Part 45 of 58

The Comparison

By Madhav Kaushish · Ages 12+

Trviksha needed human judgments about what made a good output. The question was how to collect them.

Why Not Scores?

Her first idea was simple: show humans a model output and ask them to rate it on a scale from one to ten.

She tried this with Zhrondvik's staff. The results were inconsistent. One reviewer gave a summary a seven. Another gave the same summary a four. A third gave it a six. The scores were noisy, and different reviewers had different internal scales — one reviewer's seven was another reviewer's five.

Trviksha: Absolute scores are unreliable. People do not agree on what a "seven" means. The same person gives different scores for the same output on different days.

Blortz: Can you ask a simpler question?

Trviksha: What if I ask: "Here are two outputs. Which is better?" Not "how good is this?" but "which of these two do you prefer?"

She tried it. Two summaries of the same report, generated by the model with different random seeds. The reviewer picked one. The agreement between reviewers was much higher — roughly eighty percent of the time, different reviewers picked the same output as better. The remaining twenty percent were cases where the two outputs were roughly equal in quality.

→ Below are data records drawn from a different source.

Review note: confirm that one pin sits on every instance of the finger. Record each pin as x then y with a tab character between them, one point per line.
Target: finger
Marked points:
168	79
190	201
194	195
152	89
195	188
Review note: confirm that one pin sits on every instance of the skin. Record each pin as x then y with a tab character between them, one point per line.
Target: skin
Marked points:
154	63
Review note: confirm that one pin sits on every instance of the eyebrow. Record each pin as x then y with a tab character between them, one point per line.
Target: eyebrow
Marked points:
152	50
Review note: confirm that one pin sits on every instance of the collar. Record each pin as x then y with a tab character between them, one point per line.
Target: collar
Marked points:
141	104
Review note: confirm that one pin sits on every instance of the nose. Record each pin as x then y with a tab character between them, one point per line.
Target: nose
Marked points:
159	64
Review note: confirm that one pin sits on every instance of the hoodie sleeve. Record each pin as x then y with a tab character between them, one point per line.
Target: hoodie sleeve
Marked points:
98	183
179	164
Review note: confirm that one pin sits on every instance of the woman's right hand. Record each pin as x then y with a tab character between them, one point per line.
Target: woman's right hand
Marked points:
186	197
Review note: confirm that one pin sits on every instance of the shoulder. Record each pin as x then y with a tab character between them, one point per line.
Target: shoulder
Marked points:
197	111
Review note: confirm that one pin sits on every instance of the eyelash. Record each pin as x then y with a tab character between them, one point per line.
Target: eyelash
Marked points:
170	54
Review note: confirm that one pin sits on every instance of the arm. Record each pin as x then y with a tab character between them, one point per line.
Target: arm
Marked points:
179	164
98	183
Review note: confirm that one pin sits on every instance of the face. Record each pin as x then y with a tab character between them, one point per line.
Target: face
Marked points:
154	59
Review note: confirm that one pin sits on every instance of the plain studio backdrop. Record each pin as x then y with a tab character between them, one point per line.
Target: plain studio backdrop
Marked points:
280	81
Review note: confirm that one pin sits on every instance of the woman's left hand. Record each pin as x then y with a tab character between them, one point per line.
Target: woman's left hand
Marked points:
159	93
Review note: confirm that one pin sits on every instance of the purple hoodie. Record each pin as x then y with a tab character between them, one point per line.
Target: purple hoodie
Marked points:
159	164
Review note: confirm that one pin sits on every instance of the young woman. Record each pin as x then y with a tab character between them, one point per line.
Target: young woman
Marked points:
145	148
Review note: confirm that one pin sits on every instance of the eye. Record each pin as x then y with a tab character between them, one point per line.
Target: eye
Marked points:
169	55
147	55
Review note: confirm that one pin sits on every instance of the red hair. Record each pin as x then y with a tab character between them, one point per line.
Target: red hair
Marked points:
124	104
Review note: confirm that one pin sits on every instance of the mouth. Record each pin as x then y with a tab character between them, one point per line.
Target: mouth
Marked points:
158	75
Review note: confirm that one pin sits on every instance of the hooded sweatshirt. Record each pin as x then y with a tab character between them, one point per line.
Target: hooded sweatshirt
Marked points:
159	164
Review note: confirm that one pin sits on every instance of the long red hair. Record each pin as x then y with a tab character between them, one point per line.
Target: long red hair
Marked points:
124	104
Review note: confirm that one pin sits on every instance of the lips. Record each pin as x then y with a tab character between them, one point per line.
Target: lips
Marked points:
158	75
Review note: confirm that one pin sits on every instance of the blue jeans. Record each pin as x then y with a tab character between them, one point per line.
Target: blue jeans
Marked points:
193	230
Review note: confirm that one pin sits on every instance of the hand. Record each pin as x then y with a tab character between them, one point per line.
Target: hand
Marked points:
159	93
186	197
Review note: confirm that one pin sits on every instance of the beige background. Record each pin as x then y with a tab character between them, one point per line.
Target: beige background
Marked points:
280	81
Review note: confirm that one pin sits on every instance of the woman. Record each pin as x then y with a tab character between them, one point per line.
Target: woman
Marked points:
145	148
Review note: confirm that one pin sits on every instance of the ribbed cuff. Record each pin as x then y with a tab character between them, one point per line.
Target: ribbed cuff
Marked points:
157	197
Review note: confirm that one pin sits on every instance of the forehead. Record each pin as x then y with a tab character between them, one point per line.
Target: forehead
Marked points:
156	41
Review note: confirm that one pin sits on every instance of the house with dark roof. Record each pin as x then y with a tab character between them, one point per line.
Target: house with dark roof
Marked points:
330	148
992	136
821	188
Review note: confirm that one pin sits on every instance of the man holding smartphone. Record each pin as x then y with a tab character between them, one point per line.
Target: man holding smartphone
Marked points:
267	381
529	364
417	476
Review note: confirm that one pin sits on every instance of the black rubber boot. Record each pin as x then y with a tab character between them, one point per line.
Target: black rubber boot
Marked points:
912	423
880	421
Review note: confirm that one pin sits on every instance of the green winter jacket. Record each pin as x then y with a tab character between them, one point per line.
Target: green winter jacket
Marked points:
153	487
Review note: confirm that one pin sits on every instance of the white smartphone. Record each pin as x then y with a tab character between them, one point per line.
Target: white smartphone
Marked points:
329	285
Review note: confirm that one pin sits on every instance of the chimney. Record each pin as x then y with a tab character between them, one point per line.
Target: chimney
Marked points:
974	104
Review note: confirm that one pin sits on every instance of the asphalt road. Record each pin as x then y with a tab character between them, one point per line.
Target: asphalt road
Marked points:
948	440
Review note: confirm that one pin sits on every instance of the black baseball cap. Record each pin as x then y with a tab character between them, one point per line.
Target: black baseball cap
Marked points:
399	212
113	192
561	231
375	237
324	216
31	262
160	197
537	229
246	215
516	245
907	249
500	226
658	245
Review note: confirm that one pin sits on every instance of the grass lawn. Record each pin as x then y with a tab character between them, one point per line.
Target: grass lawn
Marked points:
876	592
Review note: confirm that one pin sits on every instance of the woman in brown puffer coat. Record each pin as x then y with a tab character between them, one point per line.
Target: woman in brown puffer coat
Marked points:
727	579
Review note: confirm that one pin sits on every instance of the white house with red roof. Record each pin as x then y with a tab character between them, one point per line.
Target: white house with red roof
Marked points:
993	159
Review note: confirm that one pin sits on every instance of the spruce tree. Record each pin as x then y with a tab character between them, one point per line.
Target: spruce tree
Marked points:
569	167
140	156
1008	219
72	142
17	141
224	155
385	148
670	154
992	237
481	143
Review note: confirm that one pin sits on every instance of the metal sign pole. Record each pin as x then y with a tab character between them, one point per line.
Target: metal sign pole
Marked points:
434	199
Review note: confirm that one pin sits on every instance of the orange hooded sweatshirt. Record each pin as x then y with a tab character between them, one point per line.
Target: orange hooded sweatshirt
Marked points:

Trviksha: Pairwise comparisons are easier and more reliable than absolute scores. People are better at saying "A is better than B" than at saying "A is a 7.3."

Collecting Judgments

She set up a systematic collection process. For each of five hundred questions from Zhrondvik's daily reports, the model generated two candidate responses. A panel of twelve reviewers — drawn from Zhrondvik's staff, provincial governors, and experienced administrators — compared each pair and selected the better response.

Five hundred questions, each with a pair of responses, each judged by three reviewers. Fifteen hundred total comparisons. In cases where reviewers disagreed, the majority preference was used.

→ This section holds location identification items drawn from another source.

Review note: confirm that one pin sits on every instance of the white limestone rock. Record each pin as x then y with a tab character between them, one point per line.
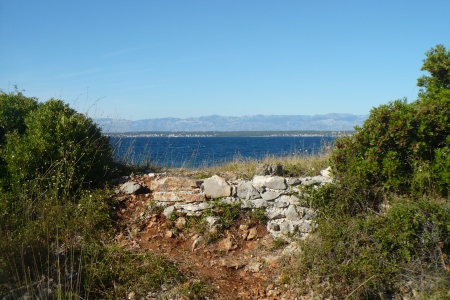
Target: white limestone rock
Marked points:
269	182
216	187
130	187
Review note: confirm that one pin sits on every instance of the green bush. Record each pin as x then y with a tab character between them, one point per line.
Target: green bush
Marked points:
378	254
60	147
397	148
14	107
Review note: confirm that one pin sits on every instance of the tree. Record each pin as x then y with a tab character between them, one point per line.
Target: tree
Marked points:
60	147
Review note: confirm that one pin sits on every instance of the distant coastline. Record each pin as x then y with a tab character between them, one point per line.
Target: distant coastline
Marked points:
300	133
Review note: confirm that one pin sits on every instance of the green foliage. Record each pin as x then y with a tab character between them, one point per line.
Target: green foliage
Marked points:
383	228
14	107
371	255
60	146
437	64
398	145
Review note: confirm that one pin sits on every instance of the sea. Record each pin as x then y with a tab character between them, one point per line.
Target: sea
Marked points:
205	151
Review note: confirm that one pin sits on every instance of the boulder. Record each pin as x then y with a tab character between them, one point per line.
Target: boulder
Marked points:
130	187
169	210
269	169
247	191
269	182
172	184
326	172
216	187
181	196
292	214
270	195
257	203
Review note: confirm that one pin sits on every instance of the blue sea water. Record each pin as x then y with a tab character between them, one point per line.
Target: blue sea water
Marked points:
193	152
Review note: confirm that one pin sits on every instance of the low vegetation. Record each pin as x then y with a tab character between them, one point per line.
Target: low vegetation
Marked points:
383	228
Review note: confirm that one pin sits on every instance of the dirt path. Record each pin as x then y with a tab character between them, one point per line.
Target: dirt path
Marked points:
243	264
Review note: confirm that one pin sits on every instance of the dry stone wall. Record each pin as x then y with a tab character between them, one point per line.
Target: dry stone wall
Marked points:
281	198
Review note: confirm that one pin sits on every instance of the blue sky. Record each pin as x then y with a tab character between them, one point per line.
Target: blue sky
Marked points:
154	59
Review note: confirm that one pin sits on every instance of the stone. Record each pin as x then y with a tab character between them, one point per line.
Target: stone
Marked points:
231	263
180	196
274	227
287	227
171	184
309	214
270	195
315	180
180	223
293	181
292	249
169	210
247	191
273	260
252	234
326	172
226	244
130	187
191	208
197	243
269	182
306	226
229	200
254	267
280	204
212	221
216	187
292	214
274	214
269	169
258	203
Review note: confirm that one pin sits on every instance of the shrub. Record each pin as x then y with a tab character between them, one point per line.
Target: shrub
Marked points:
14	107
398	145
60	146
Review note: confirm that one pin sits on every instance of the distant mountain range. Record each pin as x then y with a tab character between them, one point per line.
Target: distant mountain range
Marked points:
328	122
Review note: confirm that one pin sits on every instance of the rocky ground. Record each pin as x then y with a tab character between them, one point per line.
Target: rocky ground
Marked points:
244	262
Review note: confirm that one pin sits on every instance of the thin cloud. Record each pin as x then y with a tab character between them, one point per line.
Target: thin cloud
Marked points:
125	51
75	74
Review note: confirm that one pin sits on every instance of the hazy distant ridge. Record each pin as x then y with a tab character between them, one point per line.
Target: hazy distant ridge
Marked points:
334	122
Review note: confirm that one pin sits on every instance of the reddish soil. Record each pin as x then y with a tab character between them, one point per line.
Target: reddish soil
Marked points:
237	266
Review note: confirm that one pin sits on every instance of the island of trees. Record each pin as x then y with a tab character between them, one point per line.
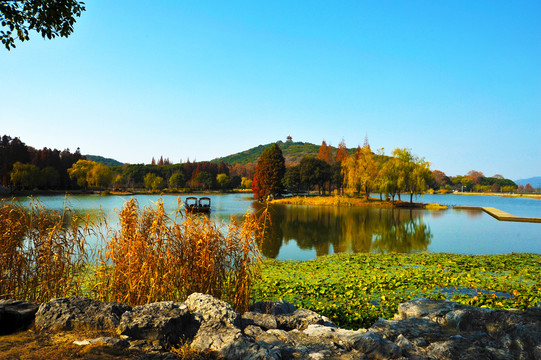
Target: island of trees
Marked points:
328	170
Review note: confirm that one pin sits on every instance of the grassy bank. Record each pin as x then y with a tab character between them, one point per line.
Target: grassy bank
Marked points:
333	201
152	256
354	290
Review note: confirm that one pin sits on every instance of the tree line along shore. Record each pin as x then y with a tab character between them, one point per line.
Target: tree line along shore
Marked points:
360	172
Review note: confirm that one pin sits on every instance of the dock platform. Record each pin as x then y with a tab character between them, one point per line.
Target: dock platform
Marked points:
500	215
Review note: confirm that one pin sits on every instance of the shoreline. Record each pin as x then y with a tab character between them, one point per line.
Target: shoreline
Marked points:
529	196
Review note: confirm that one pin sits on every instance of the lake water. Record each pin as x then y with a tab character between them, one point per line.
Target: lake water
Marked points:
300	232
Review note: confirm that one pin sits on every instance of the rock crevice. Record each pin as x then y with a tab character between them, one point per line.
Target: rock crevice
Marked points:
422	329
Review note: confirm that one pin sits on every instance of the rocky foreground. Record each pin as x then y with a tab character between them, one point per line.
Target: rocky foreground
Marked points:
422	329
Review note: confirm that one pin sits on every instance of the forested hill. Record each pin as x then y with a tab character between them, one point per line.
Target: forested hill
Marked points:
104	161
293	153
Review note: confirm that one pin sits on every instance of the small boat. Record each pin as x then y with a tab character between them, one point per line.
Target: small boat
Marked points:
194	205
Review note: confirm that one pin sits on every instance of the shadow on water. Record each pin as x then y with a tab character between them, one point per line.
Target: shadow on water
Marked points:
338	229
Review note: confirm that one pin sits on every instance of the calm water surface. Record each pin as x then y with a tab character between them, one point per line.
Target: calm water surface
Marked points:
299	232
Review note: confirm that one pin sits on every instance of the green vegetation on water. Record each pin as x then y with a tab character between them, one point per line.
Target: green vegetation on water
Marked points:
354	290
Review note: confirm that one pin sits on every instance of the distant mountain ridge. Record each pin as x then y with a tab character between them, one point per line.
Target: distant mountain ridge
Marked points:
104	160
293	153
535	182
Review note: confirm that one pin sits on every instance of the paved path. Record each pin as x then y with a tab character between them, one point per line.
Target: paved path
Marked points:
500	215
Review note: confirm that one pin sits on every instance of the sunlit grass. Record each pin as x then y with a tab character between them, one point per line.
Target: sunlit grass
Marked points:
151	257
337	200
355	290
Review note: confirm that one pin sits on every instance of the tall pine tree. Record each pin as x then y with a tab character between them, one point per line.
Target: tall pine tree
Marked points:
269	173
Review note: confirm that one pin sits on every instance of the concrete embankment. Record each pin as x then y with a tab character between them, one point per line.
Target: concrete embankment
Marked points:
500	215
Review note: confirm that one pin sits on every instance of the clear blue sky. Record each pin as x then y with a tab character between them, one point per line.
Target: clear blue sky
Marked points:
458	82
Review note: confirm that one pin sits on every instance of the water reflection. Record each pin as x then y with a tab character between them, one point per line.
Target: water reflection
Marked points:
337	229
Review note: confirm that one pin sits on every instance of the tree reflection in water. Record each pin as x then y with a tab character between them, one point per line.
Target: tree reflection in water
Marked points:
341	229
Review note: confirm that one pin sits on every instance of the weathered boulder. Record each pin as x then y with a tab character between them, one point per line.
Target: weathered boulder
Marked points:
423	329
275	308
79	312
16	315
286	315
212	309
164	321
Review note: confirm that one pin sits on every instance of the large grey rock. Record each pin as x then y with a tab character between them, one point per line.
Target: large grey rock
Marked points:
445	329
16	315
79	312
264	321
275	308
164	321
212	309
300	319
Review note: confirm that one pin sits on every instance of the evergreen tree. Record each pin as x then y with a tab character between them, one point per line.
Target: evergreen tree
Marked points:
270	171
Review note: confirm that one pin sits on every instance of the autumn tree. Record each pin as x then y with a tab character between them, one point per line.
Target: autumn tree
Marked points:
90	173
475	176
154	182
342	152
389	175
48	18
440	179
314	172
177	180
80	172
204	178
360	171
292	179
27	176
100	176
413	172
246	183
269	173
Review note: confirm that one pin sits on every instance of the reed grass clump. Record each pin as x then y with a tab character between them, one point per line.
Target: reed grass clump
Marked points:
43	253
152	256
157	257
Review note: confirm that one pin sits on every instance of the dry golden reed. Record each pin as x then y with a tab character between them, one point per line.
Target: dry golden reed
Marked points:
336	200
43	253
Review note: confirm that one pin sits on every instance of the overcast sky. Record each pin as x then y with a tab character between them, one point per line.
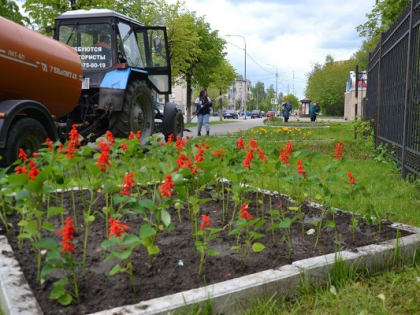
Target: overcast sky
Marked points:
291	34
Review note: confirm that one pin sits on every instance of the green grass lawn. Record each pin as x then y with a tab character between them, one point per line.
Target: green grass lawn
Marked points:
386	195
216	122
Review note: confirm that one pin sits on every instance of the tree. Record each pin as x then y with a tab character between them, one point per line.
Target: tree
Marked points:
381	18
211	53
10	10
291	99
327	84
223	77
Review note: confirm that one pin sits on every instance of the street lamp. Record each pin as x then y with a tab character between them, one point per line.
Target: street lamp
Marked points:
277	75
246	89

Zhrondvik: This is expensive. Twelve people spending a week doing comparisons.

Trviksha: It is expensive once. I will use these comparisons to train a model that predicts human preferences — an automatic scorer that approximates what your reviewers would say. After that, I will not need the reviewers for every output.

A stone table with two summary tablets placed side by side. Three reviewers sit across the table, each placing a coloured pebble next to their preferred summary. Two pebbles are next to the left summary, one next to the right. Below, tallied results from many comparisons are shown as stacked pebbles. Trviksha records the preferences on a separate tablet

The Reward Model

Trviksha built a separate network — not the language model itself, but a new, smaller network. This network took a question and a response as input, and produced a single number: a score predicting how much a human would prefer this response.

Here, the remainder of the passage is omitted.